Answer to Question #120855 in Analytic Geometry for Mst. Bithy

$\text{Standard Form of the Equation of a Hyperbola}\\[1 em] \text{A hyperbola is the set of all points such that the difference of the distances between}\\[1 em] \text{ any point on the hyperbola and two fixed points is constant. The two fixed points }\\[1 em] \text{ are called the foci of the hyperbola.}\\[1 em] \text{We place the foci} F_1, F_2 \\[1 em] \text{ The center of this hyperbola is c(h,k).}\\[1 em] \text{ We let p(x,y)represent the coordinates of any point, on the hyperbola.}\\[1 em] \text{What does the definition of a hyperbola} \\[1 em] \text{The absolute value of the difference of the distances from the two foci} \\[1 em] \left |P F_{1}-P F_{2} \right | \text{must be constant.
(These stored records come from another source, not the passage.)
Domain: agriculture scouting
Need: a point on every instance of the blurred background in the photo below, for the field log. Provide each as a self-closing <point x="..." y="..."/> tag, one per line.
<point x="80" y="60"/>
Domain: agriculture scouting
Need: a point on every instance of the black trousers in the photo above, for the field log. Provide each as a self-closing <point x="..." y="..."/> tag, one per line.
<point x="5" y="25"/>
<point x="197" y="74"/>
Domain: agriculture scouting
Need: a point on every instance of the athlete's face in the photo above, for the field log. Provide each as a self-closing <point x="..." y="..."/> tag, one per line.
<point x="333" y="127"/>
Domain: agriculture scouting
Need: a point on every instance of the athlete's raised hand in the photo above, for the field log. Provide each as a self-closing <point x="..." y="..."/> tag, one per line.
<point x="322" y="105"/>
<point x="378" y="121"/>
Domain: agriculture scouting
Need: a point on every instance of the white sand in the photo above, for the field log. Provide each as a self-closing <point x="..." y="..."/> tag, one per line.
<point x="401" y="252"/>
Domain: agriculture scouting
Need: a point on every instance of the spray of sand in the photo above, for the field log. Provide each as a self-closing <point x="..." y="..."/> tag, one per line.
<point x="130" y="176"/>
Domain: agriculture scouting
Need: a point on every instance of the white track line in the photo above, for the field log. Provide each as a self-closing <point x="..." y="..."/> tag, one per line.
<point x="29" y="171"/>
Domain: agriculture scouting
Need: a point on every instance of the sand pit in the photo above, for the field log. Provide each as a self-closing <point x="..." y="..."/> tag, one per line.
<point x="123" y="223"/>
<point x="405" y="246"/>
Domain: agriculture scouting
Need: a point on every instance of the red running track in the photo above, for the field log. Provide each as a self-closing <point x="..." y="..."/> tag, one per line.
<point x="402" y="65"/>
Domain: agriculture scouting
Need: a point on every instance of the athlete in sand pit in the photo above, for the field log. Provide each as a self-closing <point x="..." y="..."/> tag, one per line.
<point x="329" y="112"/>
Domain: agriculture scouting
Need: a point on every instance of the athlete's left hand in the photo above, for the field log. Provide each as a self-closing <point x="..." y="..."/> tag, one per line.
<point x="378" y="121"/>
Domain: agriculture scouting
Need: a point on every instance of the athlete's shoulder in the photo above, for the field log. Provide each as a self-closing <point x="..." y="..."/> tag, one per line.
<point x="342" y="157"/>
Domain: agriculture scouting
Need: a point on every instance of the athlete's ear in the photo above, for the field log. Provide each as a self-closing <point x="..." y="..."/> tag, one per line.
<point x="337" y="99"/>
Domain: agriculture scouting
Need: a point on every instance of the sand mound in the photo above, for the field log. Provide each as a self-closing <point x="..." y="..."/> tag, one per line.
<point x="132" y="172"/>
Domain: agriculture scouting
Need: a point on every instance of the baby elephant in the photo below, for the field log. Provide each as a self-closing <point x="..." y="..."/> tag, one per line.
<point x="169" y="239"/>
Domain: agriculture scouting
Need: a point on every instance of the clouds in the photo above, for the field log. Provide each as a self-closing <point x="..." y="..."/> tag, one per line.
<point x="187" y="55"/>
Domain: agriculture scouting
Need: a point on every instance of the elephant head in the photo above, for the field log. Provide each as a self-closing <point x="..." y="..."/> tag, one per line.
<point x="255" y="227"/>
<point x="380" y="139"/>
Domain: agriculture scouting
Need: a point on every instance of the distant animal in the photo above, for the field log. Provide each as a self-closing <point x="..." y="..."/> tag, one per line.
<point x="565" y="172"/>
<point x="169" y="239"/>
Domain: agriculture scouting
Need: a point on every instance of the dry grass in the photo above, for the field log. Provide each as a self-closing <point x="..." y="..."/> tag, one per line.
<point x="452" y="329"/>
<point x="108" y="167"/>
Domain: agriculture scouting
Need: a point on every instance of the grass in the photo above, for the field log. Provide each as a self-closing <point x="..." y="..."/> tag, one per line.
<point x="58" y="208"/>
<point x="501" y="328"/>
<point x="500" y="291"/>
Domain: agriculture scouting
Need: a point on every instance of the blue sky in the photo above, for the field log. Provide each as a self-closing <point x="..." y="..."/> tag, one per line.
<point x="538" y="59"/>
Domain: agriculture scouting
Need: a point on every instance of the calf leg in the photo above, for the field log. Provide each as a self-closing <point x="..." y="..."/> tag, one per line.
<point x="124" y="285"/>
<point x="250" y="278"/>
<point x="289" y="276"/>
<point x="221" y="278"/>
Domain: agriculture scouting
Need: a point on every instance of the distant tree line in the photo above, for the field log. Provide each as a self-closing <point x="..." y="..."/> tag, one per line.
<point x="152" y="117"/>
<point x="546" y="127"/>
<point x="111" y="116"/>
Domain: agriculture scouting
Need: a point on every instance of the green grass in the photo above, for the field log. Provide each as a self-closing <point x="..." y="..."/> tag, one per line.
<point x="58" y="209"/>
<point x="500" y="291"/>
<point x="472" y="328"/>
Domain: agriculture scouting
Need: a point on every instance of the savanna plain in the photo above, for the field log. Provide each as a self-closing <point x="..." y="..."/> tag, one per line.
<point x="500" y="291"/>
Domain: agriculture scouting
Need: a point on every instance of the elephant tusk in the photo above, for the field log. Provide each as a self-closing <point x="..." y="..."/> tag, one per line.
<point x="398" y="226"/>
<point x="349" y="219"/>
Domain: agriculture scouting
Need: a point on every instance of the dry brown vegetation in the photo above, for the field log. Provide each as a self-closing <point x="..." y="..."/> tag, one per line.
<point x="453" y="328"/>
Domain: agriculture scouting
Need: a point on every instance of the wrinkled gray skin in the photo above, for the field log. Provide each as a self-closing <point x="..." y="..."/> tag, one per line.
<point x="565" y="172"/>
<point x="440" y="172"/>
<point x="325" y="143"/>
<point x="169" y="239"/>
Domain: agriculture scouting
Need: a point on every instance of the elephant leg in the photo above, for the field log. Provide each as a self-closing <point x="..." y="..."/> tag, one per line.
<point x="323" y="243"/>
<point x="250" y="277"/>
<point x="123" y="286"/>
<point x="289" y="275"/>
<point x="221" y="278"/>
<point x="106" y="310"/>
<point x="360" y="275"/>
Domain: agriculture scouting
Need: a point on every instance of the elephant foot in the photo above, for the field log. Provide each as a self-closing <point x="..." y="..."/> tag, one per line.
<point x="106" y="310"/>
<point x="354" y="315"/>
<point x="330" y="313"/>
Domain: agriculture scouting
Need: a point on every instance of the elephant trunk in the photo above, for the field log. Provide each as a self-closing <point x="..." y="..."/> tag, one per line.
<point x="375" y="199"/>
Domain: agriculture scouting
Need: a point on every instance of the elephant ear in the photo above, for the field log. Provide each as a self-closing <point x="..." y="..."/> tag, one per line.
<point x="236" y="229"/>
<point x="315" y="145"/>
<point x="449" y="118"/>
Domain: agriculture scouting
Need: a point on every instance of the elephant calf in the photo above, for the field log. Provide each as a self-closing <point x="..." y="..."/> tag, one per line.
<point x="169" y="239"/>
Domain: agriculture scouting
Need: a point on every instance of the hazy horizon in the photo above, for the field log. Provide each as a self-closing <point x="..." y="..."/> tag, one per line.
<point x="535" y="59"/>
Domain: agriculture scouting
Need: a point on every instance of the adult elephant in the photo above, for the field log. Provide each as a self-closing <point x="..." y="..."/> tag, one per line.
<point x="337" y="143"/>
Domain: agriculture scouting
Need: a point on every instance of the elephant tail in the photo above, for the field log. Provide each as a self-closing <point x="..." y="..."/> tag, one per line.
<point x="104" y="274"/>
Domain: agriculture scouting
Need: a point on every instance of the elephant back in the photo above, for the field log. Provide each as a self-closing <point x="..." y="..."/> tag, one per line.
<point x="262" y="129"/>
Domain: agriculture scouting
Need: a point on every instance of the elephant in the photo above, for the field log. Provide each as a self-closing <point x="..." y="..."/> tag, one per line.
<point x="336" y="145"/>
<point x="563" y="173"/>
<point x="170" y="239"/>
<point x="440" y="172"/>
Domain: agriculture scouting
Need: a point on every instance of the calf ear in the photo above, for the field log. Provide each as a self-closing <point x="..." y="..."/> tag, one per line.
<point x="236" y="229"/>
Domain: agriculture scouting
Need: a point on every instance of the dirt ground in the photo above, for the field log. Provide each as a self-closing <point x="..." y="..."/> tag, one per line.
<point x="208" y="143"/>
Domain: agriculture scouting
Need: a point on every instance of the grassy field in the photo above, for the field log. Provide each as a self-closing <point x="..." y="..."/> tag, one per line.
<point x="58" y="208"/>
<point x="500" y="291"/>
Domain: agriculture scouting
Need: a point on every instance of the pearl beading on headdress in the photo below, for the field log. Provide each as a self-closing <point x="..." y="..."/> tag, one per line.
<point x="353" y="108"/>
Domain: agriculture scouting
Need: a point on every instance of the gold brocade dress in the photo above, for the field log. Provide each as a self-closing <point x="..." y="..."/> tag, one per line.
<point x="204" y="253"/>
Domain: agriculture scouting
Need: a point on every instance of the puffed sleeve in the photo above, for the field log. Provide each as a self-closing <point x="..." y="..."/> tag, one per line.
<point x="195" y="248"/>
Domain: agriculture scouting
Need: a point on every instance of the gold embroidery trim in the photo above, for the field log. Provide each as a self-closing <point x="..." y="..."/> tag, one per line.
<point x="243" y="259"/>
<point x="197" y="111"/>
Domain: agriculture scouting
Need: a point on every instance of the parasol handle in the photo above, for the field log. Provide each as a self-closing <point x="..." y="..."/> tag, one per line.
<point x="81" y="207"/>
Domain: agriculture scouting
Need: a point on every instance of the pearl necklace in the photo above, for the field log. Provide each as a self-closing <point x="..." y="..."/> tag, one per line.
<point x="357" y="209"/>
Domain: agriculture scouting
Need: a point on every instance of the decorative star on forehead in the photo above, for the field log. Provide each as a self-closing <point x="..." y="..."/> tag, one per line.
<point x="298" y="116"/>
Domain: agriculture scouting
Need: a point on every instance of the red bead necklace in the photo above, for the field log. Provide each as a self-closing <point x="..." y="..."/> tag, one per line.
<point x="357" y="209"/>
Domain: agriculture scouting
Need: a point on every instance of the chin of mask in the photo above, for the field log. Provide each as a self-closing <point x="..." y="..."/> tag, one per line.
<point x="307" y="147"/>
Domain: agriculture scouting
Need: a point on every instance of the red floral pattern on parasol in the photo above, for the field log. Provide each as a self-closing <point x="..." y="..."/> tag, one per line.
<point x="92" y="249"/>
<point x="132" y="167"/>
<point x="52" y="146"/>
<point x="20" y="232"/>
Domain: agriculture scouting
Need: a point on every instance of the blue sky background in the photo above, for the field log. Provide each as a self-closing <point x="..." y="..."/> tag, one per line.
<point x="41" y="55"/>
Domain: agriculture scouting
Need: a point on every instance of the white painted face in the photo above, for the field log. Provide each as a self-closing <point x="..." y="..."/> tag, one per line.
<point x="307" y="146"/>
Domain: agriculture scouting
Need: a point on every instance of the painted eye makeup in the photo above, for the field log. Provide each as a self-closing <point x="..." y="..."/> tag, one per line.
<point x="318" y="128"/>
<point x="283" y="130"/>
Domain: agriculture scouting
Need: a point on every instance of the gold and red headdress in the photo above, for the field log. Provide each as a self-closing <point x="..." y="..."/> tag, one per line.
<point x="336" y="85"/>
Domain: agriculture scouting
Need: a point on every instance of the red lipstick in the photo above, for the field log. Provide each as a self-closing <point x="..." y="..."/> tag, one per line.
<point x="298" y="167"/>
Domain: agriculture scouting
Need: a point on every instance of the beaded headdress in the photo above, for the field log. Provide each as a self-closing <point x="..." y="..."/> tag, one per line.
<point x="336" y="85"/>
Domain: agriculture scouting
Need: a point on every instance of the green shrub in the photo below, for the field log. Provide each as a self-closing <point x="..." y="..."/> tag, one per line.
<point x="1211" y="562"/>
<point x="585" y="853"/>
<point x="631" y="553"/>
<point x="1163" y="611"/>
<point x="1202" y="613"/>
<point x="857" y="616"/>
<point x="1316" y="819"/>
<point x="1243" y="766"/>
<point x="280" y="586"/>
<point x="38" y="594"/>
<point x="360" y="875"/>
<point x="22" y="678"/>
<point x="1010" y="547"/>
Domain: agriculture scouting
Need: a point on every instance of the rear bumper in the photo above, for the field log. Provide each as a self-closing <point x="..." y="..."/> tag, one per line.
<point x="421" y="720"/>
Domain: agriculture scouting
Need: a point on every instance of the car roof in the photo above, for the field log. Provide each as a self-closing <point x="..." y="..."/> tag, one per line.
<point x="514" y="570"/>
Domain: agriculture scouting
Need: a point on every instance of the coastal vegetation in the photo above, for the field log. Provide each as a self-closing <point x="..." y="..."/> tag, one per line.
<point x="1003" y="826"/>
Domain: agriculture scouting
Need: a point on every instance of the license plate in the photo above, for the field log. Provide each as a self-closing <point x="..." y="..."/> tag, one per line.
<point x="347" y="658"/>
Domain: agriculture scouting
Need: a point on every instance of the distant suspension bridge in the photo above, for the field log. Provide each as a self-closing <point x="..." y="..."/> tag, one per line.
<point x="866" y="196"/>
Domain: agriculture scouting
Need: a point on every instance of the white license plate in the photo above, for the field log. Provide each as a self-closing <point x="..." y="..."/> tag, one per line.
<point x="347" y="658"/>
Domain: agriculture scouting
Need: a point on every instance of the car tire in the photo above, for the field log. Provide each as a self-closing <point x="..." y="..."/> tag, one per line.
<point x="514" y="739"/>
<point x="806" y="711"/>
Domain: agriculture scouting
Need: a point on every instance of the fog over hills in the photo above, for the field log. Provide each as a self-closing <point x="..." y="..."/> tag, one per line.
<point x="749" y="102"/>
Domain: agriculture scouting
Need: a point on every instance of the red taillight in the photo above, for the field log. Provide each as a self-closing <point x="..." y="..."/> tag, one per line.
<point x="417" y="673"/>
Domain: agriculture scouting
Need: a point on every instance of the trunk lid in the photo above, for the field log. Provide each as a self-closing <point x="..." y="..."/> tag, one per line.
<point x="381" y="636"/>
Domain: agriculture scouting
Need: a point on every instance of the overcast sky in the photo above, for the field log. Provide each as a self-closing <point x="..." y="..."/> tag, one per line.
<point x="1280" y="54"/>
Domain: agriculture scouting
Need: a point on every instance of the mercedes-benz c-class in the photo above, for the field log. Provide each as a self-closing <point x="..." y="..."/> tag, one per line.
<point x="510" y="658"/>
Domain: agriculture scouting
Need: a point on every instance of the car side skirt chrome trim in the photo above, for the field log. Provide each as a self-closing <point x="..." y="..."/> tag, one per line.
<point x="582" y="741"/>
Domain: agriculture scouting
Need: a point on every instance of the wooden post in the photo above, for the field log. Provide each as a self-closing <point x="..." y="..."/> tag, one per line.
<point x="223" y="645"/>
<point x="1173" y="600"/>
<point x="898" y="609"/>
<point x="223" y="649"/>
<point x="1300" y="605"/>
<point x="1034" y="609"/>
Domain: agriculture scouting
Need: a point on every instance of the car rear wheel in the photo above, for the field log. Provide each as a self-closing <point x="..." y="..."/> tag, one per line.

We denote this constant by 2a} \\[1 em] \text{Use the distance formula.} \\[1 em] P F_{1}-P F_{2} =2 a\\[1 em] \sqrt{[x-(h-c)]^{2}+(y-k)^{2}}-\sqrt{[x-(h+c)]^{2}+(y-k)^{2}} =2 a\\[1 em] \sqrt{[(x-h)+c]^{2}+(y-k)^{2}}-\sqrt{[(x-h)-c]^{2}+(y-k)^{2}} =2 a \\[1 em] \sqrt{[(x-h)+c]^{2}+(y-k)^{2}} =2 a+\sqrt{[(x-h)-c]^{2}+(y-k)^{2}} \\[1 em] \text{Squaring the sides} \\[1 em] (x-h)^{2}+2 c(x-h)+c^{2}+(y-k)^{2}\\[1 em] =4 a^{2}+4 a \sqrt{[(x-h)-c]^{2}+(y-k)^{2}}+(x-h)^{2}-2 c(x-h)+c^{2}+(y-k)^{2} \\[1 em] -4 a \sqrt{[(x-h)-c]^{2}+(y-k)^{2}} =4 a^{2}-4 c(x-h) \\[1 em] a \sqrt{[(x-h)-c]^{2}+(y-k)^{2}} =-a^{2}+c(x-h)\\[1 em] a^{2}\left[(x-h)^{2}-2 c(x-h)+c^{2}+(y-k)^{2}\right] =a^{4}-2 a^{2} c(x-h)+c^{2}(x-h)^{2} \\[1 em] a^{2}(x-h)^{2}-2 a^{2} c(x-h)+a^{2} c^{2}+a^{2}(y-k)^{2} =a^{4}-2 a^{2} c(x-h)+c^{2}(x-h)^{2} \\[1 em] a^{2}(x-h)^{2}-c^{2}(x-h)^{2}+a^{2}(y-k)^{2} =a^{4}-a^{2} c^{2} \\[1 em] \left(a^{2}-c^{2}\right)(x-h)^{2}+a^{2}(y-k)^{2} =a^{2}\left(a^{2}-c^{2}\right) \\[1 em] -b^{2}(x-h)^{2}+a^{2}(y-k)^{2} =a^{2}\left(-b^{2}\right) \\[1 em] \frac{(x-h)^{2}}{a^{2}}-\frac{(y-k)^{2}}{b^{2}} =1$